A priest is ordained to administer the sacraments. I don’t see anything that allows him to first require permission (marriage license) from the government. I must ask the government in order to receive the sacrament? Not in a million years.
I appreciate your answers to questions in our Catholic paper. I hope you can answer this one. (Virginia)
AYou have a real problem with “government,” don’t you? There is, in fact, nothing sinister or automatically anti-religious about the policies you describe.
Most countries, certainly all developed nations, have well-established regulations about who can get married (obviously a minimum age is one factor), under what conditions, and who is authorized legally to witness marriages.
This has always been the case. As far back as the famous Code of Hammurabi, king of Babylon 4,000 years ago, and even before that, advanced cultures instituted strict policies governing marriage and family life.

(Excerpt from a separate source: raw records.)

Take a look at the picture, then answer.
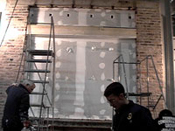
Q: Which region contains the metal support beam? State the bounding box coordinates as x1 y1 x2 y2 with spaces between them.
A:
161 0 175 113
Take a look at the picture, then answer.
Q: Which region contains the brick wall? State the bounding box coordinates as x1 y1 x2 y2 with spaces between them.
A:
0 0 164 128
0 3 28 127
136 1 164 117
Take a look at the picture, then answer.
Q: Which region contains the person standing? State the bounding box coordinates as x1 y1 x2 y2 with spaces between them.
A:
104 82 155 131
2 79 36 131
154 109 175 131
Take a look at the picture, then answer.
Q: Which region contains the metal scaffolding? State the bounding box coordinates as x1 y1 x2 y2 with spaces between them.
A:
112 54 166 110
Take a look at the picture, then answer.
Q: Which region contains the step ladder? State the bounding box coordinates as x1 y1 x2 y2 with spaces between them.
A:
112 55 166 111
24 15 56 131
112 55 165 107
112 54 152 101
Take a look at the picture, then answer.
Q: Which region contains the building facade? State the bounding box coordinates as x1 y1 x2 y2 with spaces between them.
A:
0 0 171 130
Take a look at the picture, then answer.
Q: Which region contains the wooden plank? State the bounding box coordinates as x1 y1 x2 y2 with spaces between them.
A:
28 25 136 39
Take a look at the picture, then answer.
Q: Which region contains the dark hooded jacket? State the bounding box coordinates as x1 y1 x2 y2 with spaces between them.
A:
113 100 155 131
154 109 175 131
2 84 30 130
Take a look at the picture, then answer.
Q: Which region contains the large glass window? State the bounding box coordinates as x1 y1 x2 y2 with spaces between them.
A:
28 8 136 120
29 36 136 120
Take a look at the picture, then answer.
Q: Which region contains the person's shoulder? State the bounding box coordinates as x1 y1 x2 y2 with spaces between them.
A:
132 102 147 108
6 85 18 93
129 100 143 108
13 84 29 94
130 101 150 112
19 85 29 93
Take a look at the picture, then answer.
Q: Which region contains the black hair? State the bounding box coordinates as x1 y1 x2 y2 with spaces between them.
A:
104 82 125 97
159 109 173 118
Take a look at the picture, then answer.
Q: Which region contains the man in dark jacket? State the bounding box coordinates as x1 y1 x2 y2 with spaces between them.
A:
154 109 175 131
104 82 155 131
2 79 35 131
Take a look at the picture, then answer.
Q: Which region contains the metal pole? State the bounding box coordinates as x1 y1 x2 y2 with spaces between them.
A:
51 15 56 119
121 55 129 99
161 0 175 113
146 56 150 108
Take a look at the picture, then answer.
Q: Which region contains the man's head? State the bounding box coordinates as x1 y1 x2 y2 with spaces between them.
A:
21 79 35 93
159 109 173 118
104 82 126 109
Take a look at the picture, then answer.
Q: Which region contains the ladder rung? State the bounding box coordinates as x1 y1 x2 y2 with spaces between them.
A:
128 92 152 97
33 125 49 128
31 80 49 83
30 104 51 108
26 59 52 63
27 50 53 56
29 22 51 25
48 124 110 129
147 105 155 108
31 92 47 95
24 69 50 73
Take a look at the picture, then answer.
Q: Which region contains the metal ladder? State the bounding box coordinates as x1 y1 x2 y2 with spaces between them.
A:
112 54 166 109
25 15 56 130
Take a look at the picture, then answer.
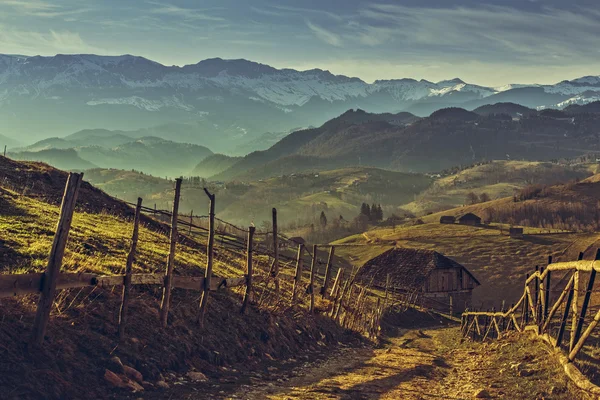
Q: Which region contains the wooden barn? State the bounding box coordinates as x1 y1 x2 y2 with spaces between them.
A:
458 212 482 226
355 248 480 313
440 216 456 224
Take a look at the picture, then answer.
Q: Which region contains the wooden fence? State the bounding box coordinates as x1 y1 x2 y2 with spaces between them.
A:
3 172 387 346
461 251 600 392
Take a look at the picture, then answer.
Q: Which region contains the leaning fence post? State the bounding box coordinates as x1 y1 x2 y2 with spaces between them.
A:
292 244 305 304
271 208 279 294
159 178 182 327
309 244 317 313
198 188 216 326
556 277 575 348
329 267 343 300
572 249 599 350
570 252 584 351
31 172 83 346
544 256 552 319
118 197 142 339
320 246 335 298
241 226 255 314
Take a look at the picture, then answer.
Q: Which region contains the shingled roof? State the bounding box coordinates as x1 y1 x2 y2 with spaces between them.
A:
355 248 480 291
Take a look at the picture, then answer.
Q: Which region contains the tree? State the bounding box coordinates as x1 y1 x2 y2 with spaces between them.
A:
371 203 378 221
360 203 371 219
466 192 479 205
320 211 328 229
479 192 491 203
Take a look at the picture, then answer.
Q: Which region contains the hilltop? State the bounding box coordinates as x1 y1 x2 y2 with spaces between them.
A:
9 135 213 177
213 106 600 181
403 160 594 215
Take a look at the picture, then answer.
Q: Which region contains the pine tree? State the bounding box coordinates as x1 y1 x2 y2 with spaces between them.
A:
360 203 371 219
371 203 378 221
320 211 327 229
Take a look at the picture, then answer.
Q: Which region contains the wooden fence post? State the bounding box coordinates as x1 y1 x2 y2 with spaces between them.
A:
31 172 83 346
449 295 453 316
271 208 279 294
556 277 575 348
533 266 540 324
159 178 182 327
570 252 584 352
544 256 552 319
292 244 305 304
572 249 599 350
241 226 255 314
118 197 142 339
334 279 350 321
309 244 317 313
198 188 216 326
188 210 193 236
329 267 343 300
320 246 335 298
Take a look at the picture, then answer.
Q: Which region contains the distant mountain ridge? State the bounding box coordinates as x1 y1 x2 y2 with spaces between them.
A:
2 53 600 152
213 105 600 181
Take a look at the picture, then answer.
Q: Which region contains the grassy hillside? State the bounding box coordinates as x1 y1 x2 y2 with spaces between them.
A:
0 157 362 399
403 160 594 215
7 148 97 171
190 153 242 178
333 222 599 309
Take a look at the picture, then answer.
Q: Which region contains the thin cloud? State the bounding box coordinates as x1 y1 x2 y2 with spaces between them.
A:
306 20 343 47
147 1 225 22
0 25 104 55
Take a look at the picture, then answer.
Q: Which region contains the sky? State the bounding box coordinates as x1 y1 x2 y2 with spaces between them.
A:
0 0 599 86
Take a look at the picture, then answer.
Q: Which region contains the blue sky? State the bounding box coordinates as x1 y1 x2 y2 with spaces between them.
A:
1 0 599 85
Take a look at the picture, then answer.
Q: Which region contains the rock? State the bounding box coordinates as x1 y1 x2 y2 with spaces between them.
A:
187 371 209 382
123 365 144 384
124 379 144 393
155 381 170 390
474 389 491 398
107 356 124 374
104 369 127 389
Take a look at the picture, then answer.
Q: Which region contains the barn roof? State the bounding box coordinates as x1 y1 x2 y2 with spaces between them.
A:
458 212 481 221
355 248 480 291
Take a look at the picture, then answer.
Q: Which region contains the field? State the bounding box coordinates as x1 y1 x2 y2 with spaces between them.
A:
333 222 599 308
403 160 594 216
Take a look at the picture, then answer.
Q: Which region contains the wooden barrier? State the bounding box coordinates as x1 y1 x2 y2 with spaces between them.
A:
31 172 83 346
462 250 600 394
118 197 142 339
309 244 317 313
241 226 255 314
159 178 182 327
292 244 304 304
320 246 335 298
198 188 215 326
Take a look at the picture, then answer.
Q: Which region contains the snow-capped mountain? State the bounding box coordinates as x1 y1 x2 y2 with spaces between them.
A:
0 53 598 152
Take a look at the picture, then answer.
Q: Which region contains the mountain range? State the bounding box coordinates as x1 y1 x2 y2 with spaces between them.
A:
2 54 600 154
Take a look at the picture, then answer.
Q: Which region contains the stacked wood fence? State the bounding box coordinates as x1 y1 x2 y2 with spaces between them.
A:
2 173 388 346
462 251 600 392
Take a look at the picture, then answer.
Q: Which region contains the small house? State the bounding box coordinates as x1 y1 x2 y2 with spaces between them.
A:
440 216 456 224
458 213 482 226
355 248 480 313
509 227 524 239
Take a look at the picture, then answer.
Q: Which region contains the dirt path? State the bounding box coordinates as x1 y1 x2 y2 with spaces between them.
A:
148 321 584 400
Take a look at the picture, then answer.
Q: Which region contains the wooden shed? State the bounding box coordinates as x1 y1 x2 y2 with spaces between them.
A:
509 227 524 239
355 248 480 313
458 213 482 226
440 216 456 224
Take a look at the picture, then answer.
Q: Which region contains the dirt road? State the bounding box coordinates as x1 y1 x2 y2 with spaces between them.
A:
155 318 582 400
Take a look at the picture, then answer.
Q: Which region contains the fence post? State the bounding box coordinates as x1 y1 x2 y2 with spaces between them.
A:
449 295 453 316
571 249 599 350
31 172 83 346
534 266 540 324
241 226 255 314
271 208 279 294
159 178 182 327
198 188 215 326
556 277 575 348
188 210 193 236
320 246 335 298
333 279 350 321
570 252 584 351
329 267 343 300
544 256 552 320
118 197 142 339
309 244 317 313
292 244 305 304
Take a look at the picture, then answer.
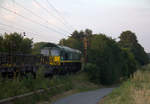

They were considered necessary not only for obvious civic reasons such as taxation and inheritance, but because stable and publicly-established families were considered essential for a stable society.
It will help to recall that for centuries, while the church considered marriage between two Christians to have a special sacramental character, it accepted legally valid marriages as valid in the church as well.
No particular “form” of marriage (how and before whom it should take place) was required for Catholics until a few hundred years ago. In 1563, the Council of Trent ruled that a marriage must take place before one’s pastor or bishop to be valid. Even then, because of some technicalities in church law, Trent’s regulations did not apply to much of the world, including large areas of the U.S., until early in the 20th century.
Thus, historically the Catholic Church has had a rather close relationship with civil laws concerning marriage.
Today in some countries — the U.S. and Canada, for example — laws differ considerably between states and provinces. In other countries, such as Italy, regulations are fairly consistent everywhere.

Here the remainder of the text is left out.